In the case of a person who wants to pay but is unable to locate suitable employment, perhaps there should be tax incentives in place for those employers who hire these so called “deadbeat” parents, similar to the welfare to work tax credits.  This would be much more efficient and better for the children than punishment and turning parents into criminals for being unable to find work.

If there is a person that is unable to work because of a disability,  there should be alternate methods of allowing them to help their children. Although there is a tendency in today’s society to boil the responsibility for children down to only the financial, there’s a lot more to it than that.  Parents who are unable to work shouldn’t be punished for that. Perhaps they can make up what they can’t provide financially with time spent doing things for the children from volunteering at their schools and extra-curricular activities, to being the child’s daycare provider so the custodial parent doesn’t have to pay for daycare.

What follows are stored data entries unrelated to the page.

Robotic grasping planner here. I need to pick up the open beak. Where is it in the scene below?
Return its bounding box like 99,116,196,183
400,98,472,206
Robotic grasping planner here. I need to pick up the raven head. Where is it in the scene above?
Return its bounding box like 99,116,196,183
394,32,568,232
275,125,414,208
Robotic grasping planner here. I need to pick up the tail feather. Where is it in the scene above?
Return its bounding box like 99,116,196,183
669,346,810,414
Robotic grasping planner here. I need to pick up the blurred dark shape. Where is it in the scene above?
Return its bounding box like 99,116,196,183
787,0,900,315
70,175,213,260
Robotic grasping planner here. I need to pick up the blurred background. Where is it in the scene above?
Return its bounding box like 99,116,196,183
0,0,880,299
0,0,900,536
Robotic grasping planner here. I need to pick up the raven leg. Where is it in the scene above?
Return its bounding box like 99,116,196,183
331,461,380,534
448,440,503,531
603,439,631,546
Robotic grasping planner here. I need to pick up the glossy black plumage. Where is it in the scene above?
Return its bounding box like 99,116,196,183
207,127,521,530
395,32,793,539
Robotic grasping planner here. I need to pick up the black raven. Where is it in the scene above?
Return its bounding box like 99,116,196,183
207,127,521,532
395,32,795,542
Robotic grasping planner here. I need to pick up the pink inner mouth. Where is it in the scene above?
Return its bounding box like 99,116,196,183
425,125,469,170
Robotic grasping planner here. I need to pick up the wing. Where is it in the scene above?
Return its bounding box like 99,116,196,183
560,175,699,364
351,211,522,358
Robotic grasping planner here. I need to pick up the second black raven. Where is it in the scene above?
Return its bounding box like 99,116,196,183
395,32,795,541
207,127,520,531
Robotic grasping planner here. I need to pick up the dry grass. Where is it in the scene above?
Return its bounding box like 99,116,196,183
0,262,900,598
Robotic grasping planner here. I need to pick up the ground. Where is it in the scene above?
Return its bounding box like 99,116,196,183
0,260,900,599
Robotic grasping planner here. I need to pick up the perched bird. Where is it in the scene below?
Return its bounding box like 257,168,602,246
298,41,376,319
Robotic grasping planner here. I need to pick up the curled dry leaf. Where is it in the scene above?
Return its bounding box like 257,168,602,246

Some parents withhold child support because they are prevented from seeing their children.  Although this is the wrong approach, they feel alienated from their children, and this needs to be addressed by the family courts.  Sometimes it is active prevention by keeping the children away when the non-custodial parent comes to pick up the children.  Sometimes the custodial parent harasses the non-custodial parent to the point where they don’t feel safe and can’t deal with the stress of coming to get the children.  Either way, the non-custodial parent would feel less inclined to hold back child support if the family courts would address this issue.  Unfortunately, they often don’t.  All a custodial parent has to say is “I didn’t do that,” and that’s pretty much the end of it.  The non-custodial parent needs to feel that justice is being served.  This situation has been compared by some people to paying for a car that you’re not allowed to drive. Although comparing your children to a car may be a bit extreme, it’s still frustrating to have only the financial responsibilities of being a parent, and none of the privileges.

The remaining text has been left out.